Le gambe mi hanno ceduto due volte. Alla terza non ce l’ho fatta più. Ho alzato la testa, ho cercato il soffitto con lo sguardo, ho lasciato uscire un gemito soffocato contro la mia stessa spalla e sono venuta. È durato tanto. Molto più delle altre volte. Ho sentito l’orgasmo a ondate, una dopo l’altra, e lui è rimasto lì sotto finché ho dovuto allontanargli la testa perché non ce la facevo più, perché tutto mi dava corrente, perché se avesse continuato un secondo mi sarei smontata lì stesso.
Si è rimesso in piedi lentamente.

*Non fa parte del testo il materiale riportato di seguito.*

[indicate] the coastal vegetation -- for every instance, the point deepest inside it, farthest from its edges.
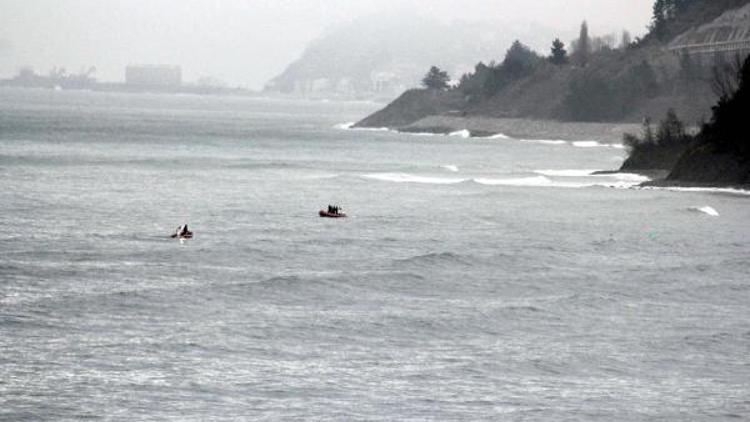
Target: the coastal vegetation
(718, 154)
(594, 78)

Mi ha tirato su le mutandine, mi ha tirato su i pantaloni, mi ha sistemato la maglietta con una tenerezza che non aveva niente a che vedere con quello che era appena successo. Mi ha girata verso di lui.
L’ho baciato. L’ho baciato a lungo, con gli occhi chiusi, con il mio sapore nella sua bocca. Gli ho messo entrambe le mani sul viso.
—Grazie —gli ho detto a voce bassissima.
—Un altro giorno tocca a me —ha risposto, con quel sorriso obliquo che gli viene quando sa di aver vinto.
—Un altro giorno.
Sono rimasta ancora un secondo con la fronte appoggiata alla sua. Poi ho aperto piano la porta della camera, con molta attenzione, e siamo entrati in silenzio. I tre bambini stavano ancora dormendo ammucchiati come cuccioli al centro del letto. Siamo saliti ognuno da un lato, senza fare rumore, con le luci spente. Mi sono addormentata quasi all’istante, con il pigiama che ancora sapeva di lui.